L'apéro n'attendrait pas, Mimiche avait réglé le curseur sur maximum. Lorsque Issifou, caché par le nez de la camionnette au regard étonné, ralluma le brûleur capricieux une flamme horizontale de cinquante centimètres en jaillit dans un feulement rauque. Le casque en poil de la vieille Bouju, posé sur un brushing plus laqué qu'un canard du treizième voisin, s'embrasa dans un bruit de poche de gaz qui rencontrait l'étincelle de sa vie. Elle eut le mauvais réflexe d'y porter les mains qu'elle s'y brûla. Mais plus grave, nappée de poudre noire asiatique non consumée, ses manches en poil de chameau, animal qui se révéla être terriblement inflammable, servirent de mèches à tout le manteau. La torche fit encore quelques pas imparfaits avant de s'étaler, sur une fraîche déjection canine qui l'était déjà, juste sous son unique fenêtre et son triste géranium prénommé Gérard.
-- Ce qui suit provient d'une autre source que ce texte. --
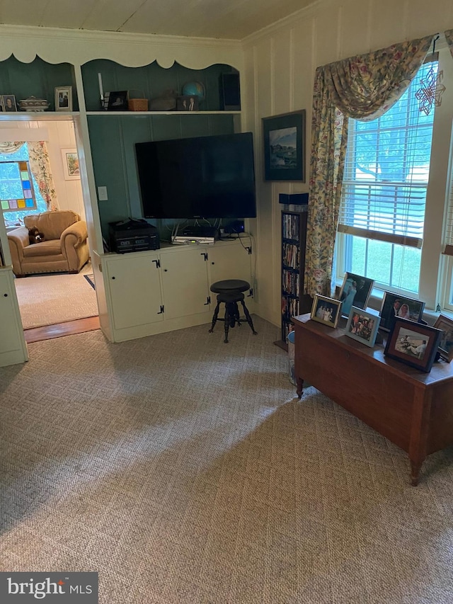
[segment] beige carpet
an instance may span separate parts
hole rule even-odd
[[[453,451],[411,487],[405,453],[294,398],[253,320],[0,368],[0,570],[98,571],[101,604],[452,602]]]
[[[23,329],[96,317],[96,295],[84,277],[92,272],[88,263],[78,275],[58,273],[15,279]]]

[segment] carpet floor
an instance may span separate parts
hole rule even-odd
[[[23,329],[96,317],[96,295],[84,276],[92,270],[88,263],[78,275],[59,273],[15,279]]]
[[[0,368],[0,570],[98,571],[101,604],[453,601],[453,450],[411,486],[406,453],[295,397],[253,321]]]

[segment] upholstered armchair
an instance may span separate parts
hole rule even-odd
[[[88,259],[86,222],[70,210],[30,214],[23,227],[8,233],[16,277],[37,273],[79,273]],[[36,227],[45,240],[30,244],[28,229]]]

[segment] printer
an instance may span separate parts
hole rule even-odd
[[[108,234],[110,251],[117,253],[159,249],[161,246],[157,229],[143,218],[109,222]]]

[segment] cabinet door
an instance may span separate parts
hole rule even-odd
[[[166,320],[209,310],[206,253],[197,246],[161,254]]]
[[[157,254],[115,256],[105,261],[115,329],[163,320]]]
[[[210,285],[224,279],[243,279],[248,281],[251,287],[250,246],[250,239],[244,238],[241,241],[215,244],[209,248]]]
[[[12,273],[0,269],[0,367],[27,360]]]

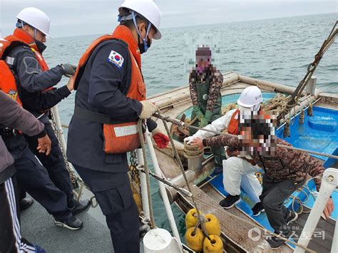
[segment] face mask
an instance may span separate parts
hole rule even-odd
[[[241,112],[257,112],[258,110],[260,110],[260,104],[257,104],[257,105],[252,105],[250,108],[248,107],[243,107],[243,106],[241,106],[240,105],[239,106],[239,109]]]
[[[34,39],[35,43],[36,44],[36,46],[38,47],[39,51],[42,53],[46,48],[47,48],[47,46],[46,46],[41,41],[37,41]]]

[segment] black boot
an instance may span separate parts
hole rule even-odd
[[[227,195],[223,200],[220,202],[220,206],[224,209],[229,209],[232,207],[235,204],[239,203],[240,201],[240,195]]]
[[[58,227],[63,227],[71,230],[78,230],[83,227],[83,223],[75,216],[66,220],[56,219],[54,223]]]
[[[289,210],[289,212],[287,212],[287,216],[285,219],[285,222],[287,223],[287,224],[289,224],[291,222],[295,221],[297,218],[298,218],[297,213],[295,212]]]
[[[34,200],[31,197],[25,197],[20,200],[20,210],[24,210],[33,205]]]

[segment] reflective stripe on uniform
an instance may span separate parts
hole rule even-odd
[[[14,64],[14,60],[15,60],[15,58],[7,56],[7,57],[6,57],[5,62],[7,64],[13,65],[13,64]]]
[[[114,127],[114,131],[116,137],[131,135],[138,133],[136,125]]]

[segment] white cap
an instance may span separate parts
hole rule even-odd
[[[0,29],[0,41],[6,41],[4,39],[4,36],[2,36],[2,31],[1,31],[1,29]]]
[[[153,36],[154,39],[160,39],[162,37],[160,32],[161,13],[160,9],[153,0],[125,0],[118,8],[119,12],[121,12],[122,8],[134,11],[150,22],[157,30],[157,33]]]
[[[50,37],[51,19],[41,10],[34,7],[25,8],[20,11],[16,18]]]
[[[259,105],[262,100],[262,91],[260,88],[257,86],[249,86],[242,91],[237,103],[240,106],[251,108]]]

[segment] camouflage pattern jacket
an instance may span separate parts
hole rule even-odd
[[[240,140],[227,135],[209,137],[205,139],[207,146],[230,146],[240,148]],[[284,140],[277,138],[278,144],[292,146]],[[274,156],[251,155],[257,164],[264,168],[265,175],[272,180],[280,182],[291,180],[297,182],[304,180],[307,174],[312,177],[322,177],[324,167],[320,162],[309,154],[285,148],[277,147]],[[317,190],[319,190],[322,178],[315,178]]]
[[[220,95],[220,91],[222,88],[222,83],[223,83],[223,76],[217,71],[216,73],[215,73],[215,76],[210,78],[212,81],[211,81],[209,88],[209,94],[205,110],[212,111]],[[189,77],[189,90],[190,91],[191,100],[193,101],[193,105],[199,105],[197,83],[201,81],[205,82],[205,80],[197,80],[196,76],[193,74],[193,72],[190,73]]]

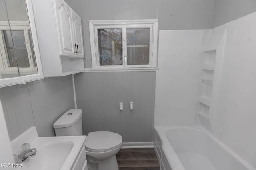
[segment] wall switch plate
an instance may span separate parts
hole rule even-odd
[[[123,102],[119,103],[119,110],[123,110]]]
[[[133,110],[133,102],[130,102],[130,110]]]

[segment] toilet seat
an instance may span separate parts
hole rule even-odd
[[[89,133],[85,139],[84,145],[88,151],[102,152],[120,147],[122,142],[122,137],[119,134],[100,131]]]

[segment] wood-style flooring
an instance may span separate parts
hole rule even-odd
[[[154,148],[121,149],[116,154],[119,170],[160,170]]]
La déglutition difficile, Mimiche “bras d'enfant” et Riton “la Belote” s'écartèrent instinctivement d'Issifou, noir assassin d'une coquette petite vieille qui, fait aggravant, n'était pas même lusitanienne. Une rareté venait d'être foulée au pied par un sauvage inadapté à la vie urbaine et la civilisation malgré cinquante années de vie illégale au milieu de braves gens. Ce fut en substance ce qu'ils racontèrent aux policiers venus ramasser la chipolata géante de laquelle n'émergeait plus qu'un sourire improbable et désordonné à base d'émail et de résine et un reste de sandwich “dinde mayo” à moitié mangé dans un cabas qui avait souffert et fut déclaré irrécupérable par “la Chourave”, prince gitan de la gare Nicolaï, baron de la rue de la brèche aux loups et autres lieux, c'est dire.
Longtemps on se souvint de sa mort à la con mais personne ne sut réellement dire qui elle était. Le nom sur une ex-loge délogé, elle ne resta plus que le pire souvenir d'un Béninois de fraîche date renvoyé dans son pays d'origine qu'il avait quitté un demi siècle plus tôt à l'âge de trois ans.
La gitane maïs éteinte au bec, la blague favorite des Mimiche et autre Riton du quartier était : “Tu viens t'en griller une, négro ?”
D'un coup de chaud, de tristesse, d'un éclair de lucidité ou d'une pluviométrie déficitaire, Gérard mourut dans la semaine. Triste géranium.